The Omelette with Egg White, known locally as 'Safed Anda Omelette', is a nutritious and protein-rich breakfast staple enjoyed across India. While traditional omelettes use whole eggs, this health-conscious version uses only egg whites, making it lower in cholesterol and fat. In Indian homes, especially in cities like Mumbai, Delhi, and Bengaluru, the egg white omelette is a quick fix for busy mornings and a favorite among fitness enthusiasts. It is often prepared on a tawa (griddle) with a medley of finely chopped onions (pyaaz), tomatoes (tamatar), green chilies (hari mirch), and fresh coriander (dhaniya) for a burst of desi flavor. This dish has seamlessly blended into Indian kitchens, finding its place alongside classic breakfasts like poha and upma. Whether served with whole wheat toast or rolled inside a chapati, the Indian-style omelette with egg white is a light yet satisfying start to the day. Its simplicity, versatility, and nutritional profile make it popular during festival seasons like Navratri when light and sattvic meals are preferred.

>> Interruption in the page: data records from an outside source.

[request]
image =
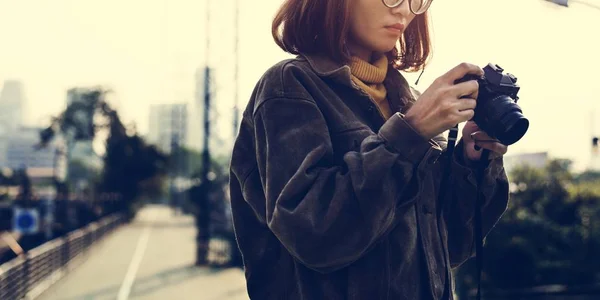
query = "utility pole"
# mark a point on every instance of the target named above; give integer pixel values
(202, 200)
(236, 55)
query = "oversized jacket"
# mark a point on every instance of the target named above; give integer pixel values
(332, 201)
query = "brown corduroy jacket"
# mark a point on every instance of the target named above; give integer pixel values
(332, 201)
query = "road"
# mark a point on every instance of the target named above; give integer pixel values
(151, 258)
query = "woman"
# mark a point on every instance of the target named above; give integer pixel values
(336, 169)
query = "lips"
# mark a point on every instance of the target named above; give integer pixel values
(397, 26)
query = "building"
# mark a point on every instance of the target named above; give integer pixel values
(42, 164)
(168, 125)
(12, 101)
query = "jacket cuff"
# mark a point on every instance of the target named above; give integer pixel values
(405, 140)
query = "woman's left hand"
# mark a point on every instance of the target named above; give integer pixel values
(473, 136)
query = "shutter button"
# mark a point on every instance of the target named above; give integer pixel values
(433, 159)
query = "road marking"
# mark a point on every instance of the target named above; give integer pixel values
(136, 261)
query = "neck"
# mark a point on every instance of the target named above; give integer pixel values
(360, 52)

Enjoyed by all age groups, it’s a wholesome option for those looking to balance taste and health.

Diabetic-Friendly Weight Loss Kid-Friendly

Ingredients(for 1 large omelette per serving)

  • 6 Egg whites (safed anda)
  • 1 small, finely chopped Onion (pyaaz)
  • 1 small, finely chopped Tomato (tamatar)
  • 1, finely chopped Green chili (hari mirch) - optional
  • 2 tbsp, chopped Coriander leaves (dhaniya)
  • 1/4 tsp Black pepper powder (kali mirch)
  • 1/8 tsp Turmeric powder (haldi) - optional
  • to taste Salt (namak)
  • 1 tsp Oil (use cold-pressed mustard or sunflower oil)
  • 2 tbsp, finely chopped Capsicum (shimla mirch) - optional

Instructions

  1. 1

    Separate the egg whites from the yolks and collect them in a large bowl.

    3 minutes

    Use fresh eggs for best taste and texture.

  2. 2

    Whisk the egg whites vigorously until frothy for a light texture.

    2 minutes

    A fork or a hand whisk works well for aeration.

  3. 3

    Add chopped onion, tomato, green chili, capsicum, coriander, black pepper, turmeric (if using), and salt to the egg whites. Mix gently.

    3 minutes

    Do not overmix to retain the fluffiness of the omelette.

  4. 4

    Heat 1/2 tsp oil on a tawa or non-stick pan over medium flame.

    2 minutes

    Spread oil evenly to prevent sticking.

Why This Dish is Healthy

This dish is a healthy choice because it cuts out the fat and cholesterol present in egg yolks, making it heart-friendly and suitable for weight management. The vegetables add fiber and essential micronutrients, while the use of minimal oil keeps the calorie count low. It supports muscle repair, is filling, and provides sustained energy, making it perfect for a healthy Indian breakfast.

Omelette with Egg White is an excellent source of high-quality protein with minimal fat and zero cholesterol, as the yolk is excluded. Egg whites are rich in essential amino acids, vitamin B2 (riboflavin), and minerals like potassium and magnesium. The addition of vegetables like onion, tomato, and capsicum increases the fiber, vitamin C, and antioxidant content, supporting immunity and digestion. This nutrient-dense meal is ideal for those watching their calorie intake or seeking a high-protein, low-fat breakfast.

Pro Tips

  • 💡Add a splash of milk for extra fluffiness.
  • 💡Use a well-seasoned non-stick tawa for easy flipping.
  • 💡Chop vegetables finely for even cooking and better texture.

Storage & Serving

Best enjoyed fresh, but can be refrigerated in an airtight container for up to 24 hours. Reheat on a tawa for best texture; avoid microwaving to prevent rubbery texture.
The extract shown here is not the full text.